Huo Ji-Wen, Huang Xing-Tao, Li Xian, Gong Jun-Wei, Luo Tian-You, Li Qi
Department of Radiology, The First Affiliated Hospital of Chongqing Medical University, No. 1 Youyi Road, Yu zhong District, Chongqing, 400016, China.
Department of Pathology, Chongqing Medical University, No.1 Youyi Road, Yuzhong District, Chongqing, 400016, China.
Insights Imaging. 2021 Nov 17;12(1):169. doi: 10.1186/s13244-021-01114-2.
Pneumonic-type lung adenocarcinoma (PLADC) with different ranges might exhibit different imaging and clinicopathological features. This study divided PLADC into localized PLADC (L-PLADC) and diffuse PLADC (D-PLADC) based on imaging and aimed to clarify the differences in clinical, imaging, and pathologic characteristics between the two new subtypes.
The data of 131 patients with L-PLADC and 117 patients with D-PLADC who were pathologically confirmed and underwent chest computed tomography (CT) at our institute from December 2014 to December 2020 were retrospectively collected. Patients with L-PLADC were predominantly female, non-smokers, and without respiratory symptoms and elevated white blood cell count and C-reactive protein level, whereas those with D-PLADC were predominantly male, smokers, and had respiratory symptoms and elevated white blood cell count and C-reactive protein level (all p < 0.05). Pleural retraction was more common in L-PLADC, whereas interlobular fissure bulging, hypodense sign, air space, CT angiogram sign, coexisting nodules, pleural effusion, and lymphadenopathy were more frequent in D-PLADC (all p < 0.001).

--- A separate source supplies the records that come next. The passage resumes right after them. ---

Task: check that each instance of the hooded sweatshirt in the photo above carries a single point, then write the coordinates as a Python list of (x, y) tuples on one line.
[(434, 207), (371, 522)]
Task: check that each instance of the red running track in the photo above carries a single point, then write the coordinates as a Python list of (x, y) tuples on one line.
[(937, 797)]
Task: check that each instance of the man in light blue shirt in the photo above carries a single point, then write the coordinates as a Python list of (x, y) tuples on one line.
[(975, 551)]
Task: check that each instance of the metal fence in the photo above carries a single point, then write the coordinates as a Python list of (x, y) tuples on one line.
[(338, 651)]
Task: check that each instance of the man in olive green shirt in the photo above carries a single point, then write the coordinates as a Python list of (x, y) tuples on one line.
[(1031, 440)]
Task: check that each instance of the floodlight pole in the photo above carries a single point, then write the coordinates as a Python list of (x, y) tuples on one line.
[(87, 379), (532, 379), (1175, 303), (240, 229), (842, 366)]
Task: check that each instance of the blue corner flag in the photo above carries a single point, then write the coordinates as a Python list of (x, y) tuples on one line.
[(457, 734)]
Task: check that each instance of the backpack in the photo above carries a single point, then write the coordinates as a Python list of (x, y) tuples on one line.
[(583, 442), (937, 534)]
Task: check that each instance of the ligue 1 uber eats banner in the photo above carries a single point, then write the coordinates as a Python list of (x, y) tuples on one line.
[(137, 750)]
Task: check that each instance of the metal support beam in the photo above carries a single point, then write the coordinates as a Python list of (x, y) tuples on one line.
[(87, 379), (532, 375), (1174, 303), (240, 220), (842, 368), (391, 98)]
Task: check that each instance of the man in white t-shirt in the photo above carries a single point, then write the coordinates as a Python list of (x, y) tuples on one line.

Among the 129 patients with surgically resected PLADC, the most common histological subtype of L-PLADC was acinar-predominant growth pattern (76.7%, 79/103), whereas that of D-PLADC was invasive mucinous adenocarcinoma (80.8%, 21/26). Among the 136 patients with EGFR mutation status, L-PLADC had a significantly higher EGFR mutation rate than D-PLADC (p < 0.001).
L-PLADC and D-PLADC have different clinical, imaging, and pathological characteristics. This new imaging-based classification may help improve our understanding of PLADC and develop personalized treatment plans, with concomitant implications for patient outcomes.
不同范围的肺炎型肺腺癌(PLADC)可能表现出不同的影像学和临床病理特征。本研究基于影像学将PLADC分为局限性PLADC(L-PLADC)和弥漫性PLADC(D-PLADC),旨在阐明这两种新亚型在临床、影像学和病理特征方面的差异。
回顾性收集了2014年12月至2020年12月在我院经病理证实并接受胸部计算机断层扫描(CT)的131例L-PLADC患者和117例D-PLADC患者的数据。L-PLADC患者以女性、非吸烟者为主,无呼吸道症状,白细胞计数和C反应蛋白水平无升高;而D-PLADC患者以男性、吸烟者为主,有呼吸道症状,白细胞计数和C反应蛋白水平升高(所有p<0.05)。胸膜凹陷在L-PLADC中更常见,而小叶间隔膨隆、低密度征、气腔、CT血管造影征、共存结节、胸腔积液和淋巴结肿大在D-PLADC中更常见(所有p<0.001)。在129例接受手术切除的PLADC患者中,L-PLADC最常见的组织学亚型是腺泡为主型生长模式(76.7%,79/103),而D-PLADC是浸润性黏液腺癌(80.8%,21/26)。在136例有表皮生长因子受体(EGFR)突变状态的患者中,L-PLADC的EGFR突变率显著高于D-PLADC(p<0.001)。
L-PLADC和D-PLADC具有不同的临床、影像学和病理特征。这种基于影像学的新分类可能有助于提高我们对PLADC的认识并制定个性化治疗方案,对患者预后也有相应影响。